CSV Report
==========

.. _csv-report:

CSV (Comma-Separated Values) reports are designed for machine readability and
are ideal for importing benchmark results into spreadsheet applications like
Microsoft Excel or Google Sheets, or for analysis with data processing tools
like Pandas.

To generate a CSV report, you can use an option like `--csv.ops` when running
your benchmarks. By default, this will save a CSV file to the output directory
(which defaults to ``.benchmarks``).

Here is an example of how to run a benchmark script and generate a CSV report:

.. code-block:: shell
  :caption: Running a benchmark with a CSV report
  :name: run-benchmark-csv

    python my_benchmark_script.py --csv.ops

This command executes the benchmarks in `my_benchmark_script.py` and saves a
CSV file containing the operations-per-second results. A basic CSV output file
will look something like this:

.. code-block:: text
  :caption: Sample CSV Output
  :name: sample-csv-output

    # title: addition_benchmark
    # description: A simple addition benchmark of Python's built-in sum function.
    # unit: Ops/s
    N,Iterations,Rounds,Elapsed Seconds,mean (kOps/s),median (kOps/s),min (kOps/s),max (kOps/s),5th (kOps/s),95th (kOps/s),std dev (kOps/s),rsd (%)
    1,42801,1,0.291715587,147.0,148.0,22.0,153.0,142.0,151.0,6.77,4.6

Which corresponds to the following table:

.. csv-table::
   :header-rows: 1
   :align: center

   N,Iterations,Rounds,Elapsed Seconds,mean (kOps/s),median (kOps/s),min (kOps/s),max (kOps/s),5th (kOps/s),95th (kOps/s),std dev (kOps/s),rsd (%)
   1,42801,1,0.291715587,147.0,148.0,22.0,153.0,142.0,151.0,6.77,4.6


.. note::
   **Interpreting Outliers in Benchmark Results**

   In the sample output, you may notice that the ``min (Ops/s)`` value is an
   extreme outlier. This is a realistic reflection of real-world benchmarking,
   where system events like garbage collection can cause individual iterations
   to be significantly slower.

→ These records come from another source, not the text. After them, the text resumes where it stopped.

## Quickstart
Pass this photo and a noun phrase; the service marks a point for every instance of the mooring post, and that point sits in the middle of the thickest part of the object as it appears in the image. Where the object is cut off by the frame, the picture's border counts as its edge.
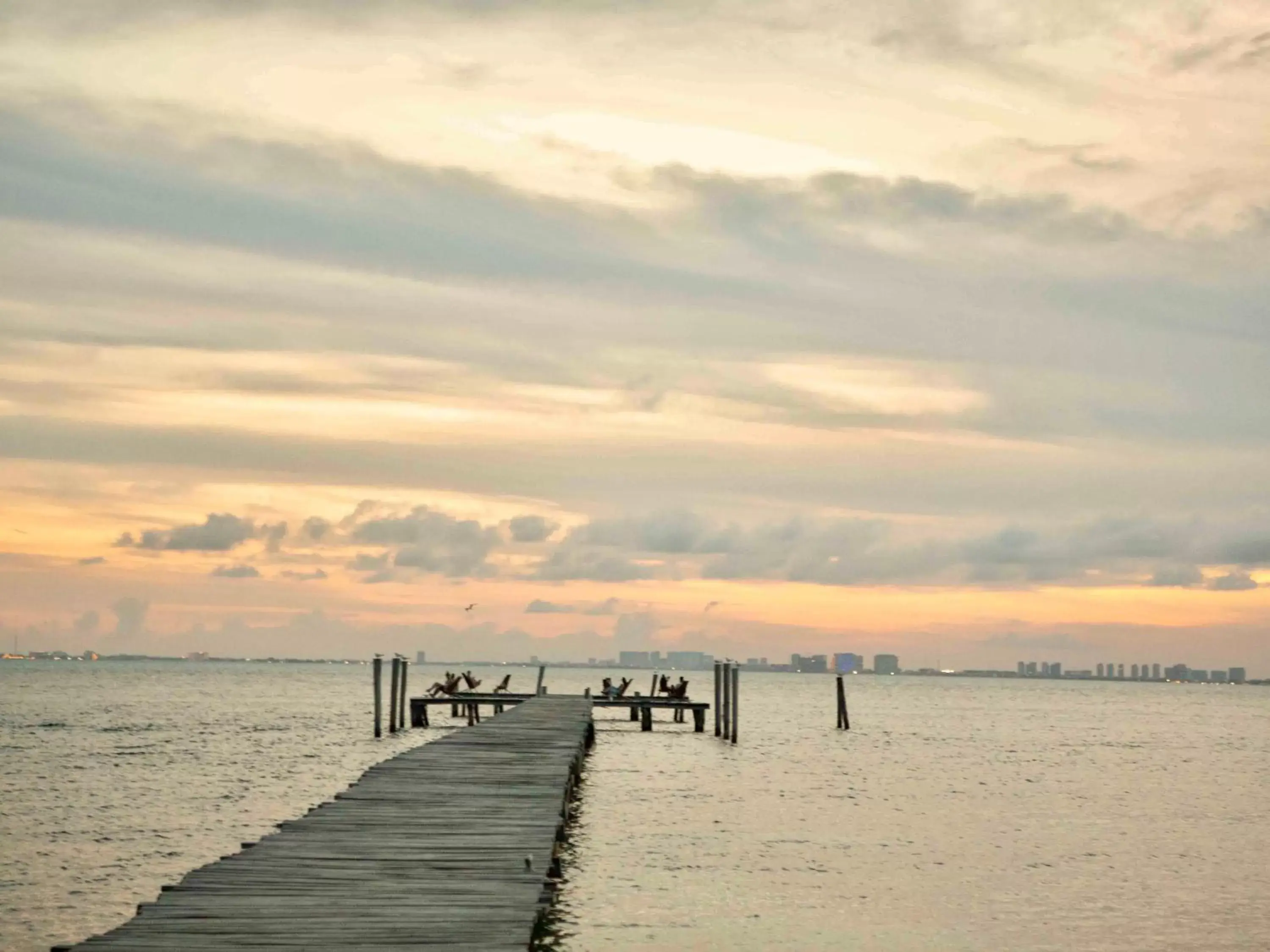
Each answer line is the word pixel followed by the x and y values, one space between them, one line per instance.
pixel 718 697
pixel 404 696
pixel 736 700
pixel 378 666
pixel 393 695
pixel 844 720
pixel 727 700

This is why SimpleBench provides a full suite of
   statistics like the **median** (which is resistant to outliers) and **RSD%**
   (which quantifies inconsistency) to help you get a complete and honest
   picture of your code's performance.

.. note::
   To avoid "false precision", statistical results are output with three significant digits.
   Due to the inherent variability of performance measurement, any further digits are
   typically meaningless statistical noise.

   This is not an issue with SimpleBench itself, but rather a fundamental aspect of benchmarking and performance
   measurement in the real world.

Report Variations and Destinations
----------------------------------

SimpleBench provides several variations of the CSV report:

- ``--csv``: Generates a CSV file with all result types (ops, timing, and memory).
- ``--csv.ops``: Generates a CSV file only for operations-per-second results.
- ``--csv.timing``: Generates a CSV file only for timing results.
- ``--csv.memory``: Generates a CSV file only for memory usage results.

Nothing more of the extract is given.